C’est à Prizren, ville du Kosovo, dans le quartier serbe déserté de Polkaljaja, sur le flan de la colline de l’ancienne forteresse médiévale de Kaljaja. Sous la protection des militaires allemands de la KFOR (Kosovo Force), l’église Saint-Sauveur, construite au XIVe siècle et agrandie au XIXe, attend le printemps 2010 pour voir ses fresques du XIVe siècle restaurées et sa structure consolidée.

 

 

Elle est un témoignage de l’architecture et de la peinture murale serbe de la période byzantine, de l’importance d’une ville qui fut sous les règnes des empereurs Duran (1331-1355) et Uros (1355-1371) un véritable centre religieux et politique. Dès cette époque, Prizen, centre diplomatique culture et économique depuis l’époque romaine, a connu des changements de domination. Siège d’un évêché byzantin, elle est passée sous occupation bulgare (1204) avant de devenir serbe (1282).

 

Peu importe que l’on soit Serbe ou Albanais, chrétien ou musulman, cette église n’est pas simplement le témoignage de la présence d’un peuple ou d’une religion, elle est également celui d’un discours créatif de l’homme, d’une histoire, d’un patrimoine commun sans lequel la compréhension de ce territoire ne serait plus possible, sans lequel l’avenir de ce territoire s’écrirait sur du vide.
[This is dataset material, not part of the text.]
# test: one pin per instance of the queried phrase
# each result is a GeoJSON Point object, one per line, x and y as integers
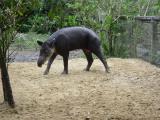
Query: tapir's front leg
{"type": "Point", "coordinates": [50, 61]}
{"type": "Point", "coordinates": [65, 61]}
Sauvegarder cette église n’est donc pas seulement restaurer et conserver un patrimoine matériel, aussi beau soit-il, c’est préserver et léguer un patrimoine immatériel, dont tous les hommes sont dépositaires, un patrimoine essentiel qui ne peut que nourrir positivement le développement économique et social de ce territoire.

 

Tel est l’enjeu de l’association Patrimoine Sans Frontières, fondée en 1992, qui lutte pour la sauvegarde des patrimoines matériels (architectures, productions artistiques, etc.) et immatériels (traditions orales, savoir-faire ancestraux) dans les zones touchées par la guerre, la pauvreté, les catastrophes. Dans ces territoires en urgence, elle fait de la sauvegarde du patrimoine un tremplin pour l’avenir selon sa devise : « La survie des hommes c’est aussi leur culture, leur mémoire et leur patrimoine ».

 

Pour l’église de Saint-Sauveur, Patrimoine Sans Frontières est l’opérateur et l’institution coordinatrice d’un projet conjoint du Ministère des Affaires Etrangères de la République Fédérale d’Allemagne et du Ministère des Affaires Etrangères de la République française, à la suite de la décision prise lors de la Conférence des donateurs organisée par l’UNESCO en 2005. Suite aux analyses techniques de ses experts, des travaux de restauration devraient débuter au printemps 2010 et donner lieu à une restitution en partenariat avec l’Institut pour les monuments de Prizren et le Ministère de la culture, de la jeunesse et des sports du Kosovo, sous le patronage de l’UNESCO.

 

Avec 14 projets réalisés, 7 projets en cours, Patrimoine Sans Frontières intervient dans 11 pays. Vous pouvez soutenir ses projets en adhérant à l’association ou en lui faisant un don.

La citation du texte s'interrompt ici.